The Kalman filter, also known as linear quadratic estimation, is an algorithm that uses a series of measurements observed over time, containing random variations and other inaccuracies, and produces estimates of unknown variables that tend to be more precise than those based on a single measurement alone. The Kalman filter is a recursive estimator, which means that only the estimated state from the previous time step and the current measurement are needed to compute the estimate for the current state. The Kalman filter has been widely used in many fields. Extended Kalman filter is an extension to Kalman filter, which gradually becomes the standard method to deal with the parameter estimation in nonlinear system.

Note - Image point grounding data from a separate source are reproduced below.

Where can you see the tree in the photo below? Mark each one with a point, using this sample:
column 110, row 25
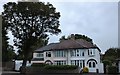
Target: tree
column 110, row 57
column 77, row 36
column 30, row 22
column 112, row 54
column 7, row 50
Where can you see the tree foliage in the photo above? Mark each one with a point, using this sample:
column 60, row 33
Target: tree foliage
column 7, row 50
column 30, row 22
column 76, row 36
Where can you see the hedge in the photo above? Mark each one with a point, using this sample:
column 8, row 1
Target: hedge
column 38, row 64
column 54, row 67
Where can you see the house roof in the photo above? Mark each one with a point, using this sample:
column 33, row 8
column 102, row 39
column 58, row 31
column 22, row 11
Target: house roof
column 68, row 44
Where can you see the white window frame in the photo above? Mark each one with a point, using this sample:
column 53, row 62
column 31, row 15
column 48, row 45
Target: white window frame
column 91, row 52
column 39, row 55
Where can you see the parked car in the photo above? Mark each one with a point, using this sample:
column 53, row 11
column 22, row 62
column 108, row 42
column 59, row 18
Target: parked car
column 18, row 64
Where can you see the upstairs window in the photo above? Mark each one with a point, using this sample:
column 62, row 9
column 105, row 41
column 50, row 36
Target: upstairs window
column 48, row 54
column 60, row 53
column 40, row 55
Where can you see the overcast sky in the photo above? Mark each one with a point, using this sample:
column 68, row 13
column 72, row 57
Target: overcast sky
column 97, row 20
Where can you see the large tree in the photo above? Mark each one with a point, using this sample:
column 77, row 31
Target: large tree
column 30, row 22
column 7, row 50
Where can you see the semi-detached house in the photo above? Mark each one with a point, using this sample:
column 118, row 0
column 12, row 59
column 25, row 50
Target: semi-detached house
column 70, row 52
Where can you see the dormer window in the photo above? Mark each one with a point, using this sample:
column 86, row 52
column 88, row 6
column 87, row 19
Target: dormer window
column 40, row 55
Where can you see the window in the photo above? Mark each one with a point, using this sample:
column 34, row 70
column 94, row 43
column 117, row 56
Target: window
column 91, row 52
column 77, row 53
column 79, row 63
column 60, row 54
column 92, row 64
column 60, row 62
column 89, row 64
column 48, row 54
column 40, row 55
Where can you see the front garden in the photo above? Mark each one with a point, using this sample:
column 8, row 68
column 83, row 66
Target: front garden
column 45, row 68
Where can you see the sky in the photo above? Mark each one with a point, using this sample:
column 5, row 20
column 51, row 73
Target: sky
column 97, row 20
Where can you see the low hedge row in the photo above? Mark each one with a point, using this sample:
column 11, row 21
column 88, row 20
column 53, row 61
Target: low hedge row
column 55, row 67
column 38, row 64
column 60, row 67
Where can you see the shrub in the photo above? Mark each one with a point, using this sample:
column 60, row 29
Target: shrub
column 85, row 70
column 60, row 67
column 112, row 69
column 38, row 64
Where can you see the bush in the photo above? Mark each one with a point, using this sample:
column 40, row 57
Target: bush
column 60, row 67
column 112, row 69
column 38, row 64
column 85, row 70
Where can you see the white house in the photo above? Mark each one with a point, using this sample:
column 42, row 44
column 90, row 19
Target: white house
column 70, row 52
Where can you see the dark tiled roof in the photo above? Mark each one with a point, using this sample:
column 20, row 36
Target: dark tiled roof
column 68, row 44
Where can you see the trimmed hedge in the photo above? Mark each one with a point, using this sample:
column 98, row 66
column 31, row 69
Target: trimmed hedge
column 112, row 69
column 54, row 67
column 60, row 67
column 38, row 64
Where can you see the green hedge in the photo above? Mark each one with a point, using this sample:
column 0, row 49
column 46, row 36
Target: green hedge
column 38, row 64
column 61, row 67
column 112, row 69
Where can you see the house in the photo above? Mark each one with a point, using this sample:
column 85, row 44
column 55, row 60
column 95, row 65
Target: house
column 70, row 52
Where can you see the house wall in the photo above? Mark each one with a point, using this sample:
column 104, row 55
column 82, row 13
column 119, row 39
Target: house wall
column 86, row 58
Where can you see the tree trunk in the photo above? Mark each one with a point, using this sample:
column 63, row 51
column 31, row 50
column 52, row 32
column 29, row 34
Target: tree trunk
column 23, row 68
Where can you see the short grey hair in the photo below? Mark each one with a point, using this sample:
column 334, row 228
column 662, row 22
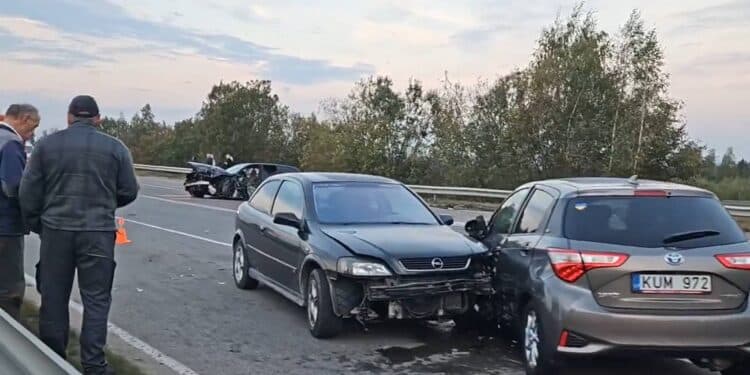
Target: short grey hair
column 87, row 120
column 18, row 110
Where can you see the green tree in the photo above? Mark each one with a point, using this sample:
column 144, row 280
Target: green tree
column 728, row 166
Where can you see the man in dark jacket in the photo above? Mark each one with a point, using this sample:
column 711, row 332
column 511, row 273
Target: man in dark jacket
column 75, row 180
column 18, row 126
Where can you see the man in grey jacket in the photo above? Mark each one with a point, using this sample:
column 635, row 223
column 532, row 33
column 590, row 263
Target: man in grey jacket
column 16, row 128
column 75, row 180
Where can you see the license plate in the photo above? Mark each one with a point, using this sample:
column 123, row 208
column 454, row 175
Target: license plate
column 671, row 283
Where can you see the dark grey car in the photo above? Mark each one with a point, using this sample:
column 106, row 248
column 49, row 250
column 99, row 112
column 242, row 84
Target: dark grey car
column 356, row 246
column 621, row 266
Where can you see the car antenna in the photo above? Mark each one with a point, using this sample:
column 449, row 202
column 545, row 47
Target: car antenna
column 633, row 180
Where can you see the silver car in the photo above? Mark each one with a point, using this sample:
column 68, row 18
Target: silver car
column 593, row 266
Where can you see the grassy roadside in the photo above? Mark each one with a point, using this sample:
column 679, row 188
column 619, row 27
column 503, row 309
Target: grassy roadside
column 30, row 319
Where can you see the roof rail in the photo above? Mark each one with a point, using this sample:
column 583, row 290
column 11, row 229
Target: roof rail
column 633, row 180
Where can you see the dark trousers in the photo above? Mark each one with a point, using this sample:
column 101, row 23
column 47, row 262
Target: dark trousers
column 12, row 282
column 92, row 255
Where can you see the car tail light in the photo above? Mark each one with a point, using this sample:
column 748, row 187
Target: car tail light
column 735, row 261
column 650, row 193
column 563, row 339
column 570, row 265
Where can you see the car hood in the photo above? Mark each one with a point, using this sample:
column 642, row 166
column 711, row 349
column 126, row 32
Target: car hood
column 402, row 241
column 207, row 168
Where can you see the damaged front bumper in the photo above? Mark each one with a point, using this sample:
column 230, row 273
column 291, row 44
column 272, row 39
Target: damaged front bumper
column 408, row 297
column 394, row 289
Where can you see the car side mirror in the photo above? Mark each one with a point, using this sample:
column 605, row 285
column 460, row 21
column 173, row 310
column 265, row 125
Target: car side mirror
column 476, row 228
column 288, row 219
column 447, row 219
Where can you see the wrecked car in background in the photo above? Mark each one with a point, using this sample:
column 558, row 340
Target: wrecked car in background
column 236, row 182
column 356, row 246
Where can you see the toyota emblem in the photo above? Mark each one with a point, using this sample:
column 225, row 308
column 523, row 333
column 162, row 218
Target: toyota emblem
column 437, row 263
column 674, row 259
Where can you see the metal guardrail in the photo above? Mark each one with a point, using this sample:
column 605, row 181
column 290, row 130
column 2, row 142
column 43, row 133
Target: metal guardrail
column 23, row 353
column 737, row 209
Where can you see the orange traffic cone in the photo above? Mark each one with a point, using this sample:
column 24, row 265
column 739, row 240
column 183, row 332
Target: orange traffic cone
column 122, row 235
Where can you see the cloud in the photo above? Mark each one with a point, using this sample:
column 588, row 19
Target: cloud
column 107, row 20
column 727, row 15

In the present work, we apply extended Kalman filter to population pharmacokinetics model based on SDE. We bring the model to a more generic situation by changing single status equation to status equation set. To overcome the difficulty of getting the likelihood function for complex model, we use extended Kalman filter method to get the approximation likelihood function and then estimate parameter values by Bayesian inference, but there are still many more problems in statistical inference of stochastic differential equations worth our deeper study. An interesting area for future research is the exploration of the model with covariate. Moreover, the extension of this work to multidimensional SDEs would also be an interesting direction.

Conflict of Interests

The authors declare that there is no conflict of interests regarding the publication of this paper.

Acknowledgments

This research was supported in part by the project NSFC (Program nos. 11171065 and 81130068) and the Fundamental Research Funds for the Central Universities (Program nos. JKPZ2013015 and JKQZ2013026).